Originally posted by: thesix
Well NFSv4 isn't widely used yet dispite being aviable for some time now. A few years.
NFS has been used mostly by large businesses. Those're slow to migrate.
Full NFSv4 implementations (Sun, NetApp, IBM, Hummingbird etc.) came out less than two years ago, IIRC, which is not terribly long for a complex system like NFS.
Serious businesses don't take new technology lightly, which have to be reliable and servieable.
It has several problems.. for instance it still depends on the rpc stuff, I beleive.
More specificly, NFSv4 uses Sun ONC RPC. Is this a bad thing?
In practice, NFSv4 can use a single TCP connection with a well-defined destination TCP port (2049).
Even if it needs to "open a service port on the client", like the author suggests, is that a big deal?
But the major problem is that, from my perspective, is that it's in it's own little world.
Anything outside Windows is a "little world", if you must include PCs on small LANs.
The "big world" already has CIFS/SMB.
On the other hand, NFS is BIG in the business world.
It's not posix compliant.
POSIX is insufficient in this area, in fact POSIX has abandoned its own ACL effort.
Not talking about ACLs in this case, Just pure file system semantics. The application is going to behave differently between if it's running on NFS vs a native file system.
It's not realy all that compatable with Linux stuff
What Linux Stuff?
NFS is not designed for Linux, it's designed for Unix (in generic term, not the registered one), which is supposed to vendor/OS neutral.
Nothing is vendor/OS neutral.
There are numerious problems with making various NFS implimentations working together well, especially with Linux. (now I don't know, but this seems a awfully like Linux's developers fault, but it's a problem with propriatory vendors also)
Samba is nice because it's designed to deal with these issues from the outset. It's designed to be compatable with all the dozens of Microsoft variations from early versions of DOS to handheld devices to Vista. Each time Microsoft introduces a new OS or product they introduce a ever-so-slightly incompatable version. From this environment samba is pretty much ultra compatable with itself.

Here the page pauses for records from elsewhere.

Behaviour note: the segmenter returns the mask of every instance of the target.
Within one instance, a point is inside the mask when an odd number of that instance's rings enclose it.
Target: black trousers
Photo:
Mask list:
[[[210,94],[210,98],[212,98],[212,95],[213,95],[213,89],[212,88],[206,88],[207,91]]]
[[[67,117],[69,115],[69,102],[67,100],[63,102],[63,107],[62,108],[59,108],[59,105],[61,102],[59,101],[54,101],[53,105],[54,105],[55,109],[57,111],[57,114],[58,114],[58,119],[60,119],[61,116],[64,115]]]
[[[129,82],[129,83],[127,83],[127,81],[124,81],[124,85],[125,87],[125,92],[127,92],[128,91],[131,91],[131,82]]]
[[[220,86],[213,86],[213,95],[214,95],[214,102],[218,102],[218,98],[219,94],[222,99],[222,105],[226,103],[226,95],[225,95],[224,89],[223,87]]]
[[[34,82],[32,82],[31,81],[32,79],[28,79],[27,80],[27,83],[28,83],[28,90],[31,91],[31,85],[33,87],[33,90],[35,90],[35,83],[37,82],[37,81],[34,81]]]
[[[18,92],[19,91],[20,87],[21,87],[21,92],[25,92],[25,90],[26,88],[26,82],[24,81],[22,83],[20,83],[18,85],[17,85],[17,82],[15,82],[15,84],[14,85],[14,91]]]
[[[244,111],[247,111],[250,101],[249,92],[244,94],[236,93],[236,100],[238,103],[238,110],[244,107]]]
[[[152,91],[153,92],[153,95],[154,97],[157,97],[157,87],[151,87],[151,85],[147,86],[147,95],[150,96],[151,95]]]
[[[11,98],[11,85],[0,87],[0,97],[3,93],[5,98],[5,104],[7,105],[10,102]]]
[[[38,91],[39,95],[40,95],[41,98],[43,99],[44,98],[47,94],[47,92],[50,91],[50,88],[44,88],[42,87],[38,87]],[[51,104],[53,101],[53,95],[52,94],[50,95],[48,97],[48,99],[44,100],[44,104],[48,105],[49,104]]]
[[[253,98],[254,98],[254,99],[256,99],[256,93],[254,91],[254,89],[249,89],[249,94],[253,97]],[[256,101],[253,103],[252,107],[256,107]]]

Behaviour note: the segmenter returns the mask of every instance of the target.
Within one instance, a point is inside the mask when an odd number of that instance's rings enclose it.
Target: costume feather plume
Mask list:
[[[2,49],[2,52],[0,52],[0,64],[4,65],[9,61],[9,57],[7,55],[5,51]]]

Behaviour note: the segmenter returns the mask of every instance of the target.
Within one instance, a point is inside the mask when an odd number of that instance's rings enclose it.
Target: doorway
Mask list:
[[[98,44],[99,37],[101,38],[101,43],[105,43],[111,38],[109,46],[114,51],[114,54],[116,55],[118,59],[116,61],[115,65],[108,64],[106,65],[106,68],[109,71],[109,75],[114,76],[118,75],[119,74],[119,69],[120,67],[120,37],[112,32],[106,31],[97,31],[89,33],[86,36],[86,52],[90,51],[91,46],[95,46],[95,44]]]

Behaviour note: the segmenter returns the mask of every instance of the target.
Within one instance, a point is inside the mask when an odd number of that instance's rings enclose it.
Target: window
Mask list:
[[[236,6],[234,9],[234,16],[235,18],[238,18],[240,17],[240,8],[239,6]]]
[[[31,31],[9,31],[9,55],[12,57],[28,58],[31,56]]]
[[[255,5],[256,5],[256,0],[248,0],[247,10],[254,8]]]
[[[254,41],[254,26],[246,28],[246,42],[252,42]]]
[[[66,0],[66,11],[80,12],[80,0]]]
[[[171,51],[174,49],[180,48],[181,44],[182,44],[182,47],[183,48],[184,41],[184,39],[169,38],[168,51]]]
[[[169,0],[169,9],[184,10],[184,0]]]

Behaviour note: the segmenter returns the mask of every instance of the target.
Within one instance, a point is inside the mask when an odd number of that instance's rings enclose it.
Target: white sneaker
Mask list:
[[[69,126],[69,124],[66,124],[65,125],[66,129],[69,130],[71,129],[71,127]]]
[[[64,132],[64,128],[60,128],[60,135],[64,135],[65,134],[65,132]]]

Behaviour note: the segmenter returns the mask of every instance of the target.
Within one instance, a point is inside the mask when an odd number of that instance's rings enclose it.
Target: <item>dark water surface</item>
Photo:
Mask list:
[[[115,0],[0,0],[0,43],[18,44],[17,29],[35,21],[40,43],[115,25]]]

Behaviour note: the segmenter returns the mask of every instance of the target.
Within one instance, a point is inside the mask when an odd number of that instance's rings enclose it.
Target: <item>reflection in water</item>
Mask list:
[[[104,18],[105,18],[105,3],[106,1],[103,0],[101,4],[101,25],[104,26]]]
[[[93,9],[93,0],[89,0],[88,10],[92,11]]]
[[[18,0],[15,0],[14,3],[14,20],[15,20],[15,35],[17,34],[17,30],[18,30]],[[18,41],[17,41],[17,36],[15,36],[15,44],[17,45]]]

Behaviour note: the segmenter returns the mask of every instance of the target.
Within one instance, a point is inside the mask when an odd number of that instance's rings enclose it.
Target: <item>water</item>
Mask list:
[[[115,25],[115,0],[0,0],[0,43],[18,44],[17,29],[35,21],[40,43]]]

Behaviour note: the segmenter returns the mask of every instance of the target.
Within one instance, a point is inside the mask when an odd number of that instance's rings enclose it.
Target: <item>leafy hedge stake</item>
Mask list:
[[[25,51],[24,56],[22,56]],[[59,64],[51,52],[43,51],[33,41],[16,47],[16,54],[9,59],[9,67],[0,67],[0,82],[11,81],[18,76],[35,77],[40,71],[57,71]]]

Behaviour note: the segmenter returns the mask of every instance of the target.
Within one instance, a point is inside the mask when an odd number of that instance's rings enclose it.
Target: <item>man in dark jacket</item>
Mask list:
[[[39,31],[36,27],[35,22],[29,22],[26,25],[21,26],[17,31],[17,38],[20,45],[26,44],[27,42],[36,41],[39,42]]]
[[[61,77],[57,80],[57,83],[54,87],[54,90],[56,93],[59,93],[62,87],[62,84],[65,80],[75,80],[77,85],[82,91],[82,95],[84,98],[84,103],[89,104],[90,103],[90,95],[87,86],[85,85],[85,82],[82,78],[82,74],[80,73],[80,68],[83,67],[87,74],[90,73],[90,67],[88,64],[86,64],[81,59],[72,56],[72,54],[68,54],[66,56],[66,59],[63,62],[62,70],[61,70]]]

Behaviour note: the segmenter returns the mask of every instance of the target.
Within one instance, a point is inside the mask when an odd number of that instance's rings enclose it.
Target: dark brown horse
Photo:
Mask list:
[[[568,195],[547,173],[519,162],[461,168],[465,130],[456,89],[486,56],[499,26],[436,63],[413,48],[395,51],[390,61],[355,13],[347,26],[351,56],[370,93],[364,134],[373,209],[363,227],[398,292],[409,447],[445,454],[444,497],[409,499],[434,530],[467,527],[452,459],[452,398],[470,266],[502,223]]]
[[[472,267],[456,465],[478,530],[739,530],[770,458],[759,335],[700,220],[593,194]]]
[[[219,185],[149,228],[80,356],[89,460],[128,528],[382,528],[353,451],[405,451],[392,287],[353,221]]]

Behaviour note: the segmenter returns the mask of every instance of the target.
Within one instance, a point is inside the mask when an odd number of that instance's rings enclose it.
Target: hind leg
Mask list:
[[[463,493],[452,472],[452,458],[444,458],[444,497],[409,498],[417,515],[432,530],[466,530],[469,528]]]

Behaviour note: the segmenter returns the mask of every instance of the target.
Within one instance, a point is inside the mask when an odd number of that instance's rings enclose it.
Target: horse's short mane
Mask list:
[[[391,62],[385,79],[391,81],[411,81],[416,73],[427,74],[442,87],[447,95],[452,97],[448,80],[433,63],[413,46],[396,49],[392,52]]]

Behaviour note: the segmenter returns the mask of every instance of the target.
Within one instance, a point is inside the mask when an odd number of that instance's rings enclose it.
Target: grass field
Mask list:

So if you support CIFS you only have to deal with 2 vendors: Samba or Microsoft. There is nobody else that matters.
With NFS everybody and their mom has a version and they don't always play well together. It's like POSIX. Sounds good in theory, but in reality being able to compile well with GCC means more for cross-platform support then posix sometimes.
And it's not compatable with Windows stuff either.
Yes, I would like to see more cooperation between the two worlds, at the technology level.
That doesn't mean there's no NFSv4 implementation on Windows, despite the differences.
It supports extended access control lists.. but these access control lists are not compatable with ones that people arlready use in Linux and other posix-style operating system file systems. NFS people tried to follow windows-style extended ACLs.. (much more widely used then Linux-style) but they followed Microsoft's documentation rather then actually examining how they realy functioned.. so they are incompatable.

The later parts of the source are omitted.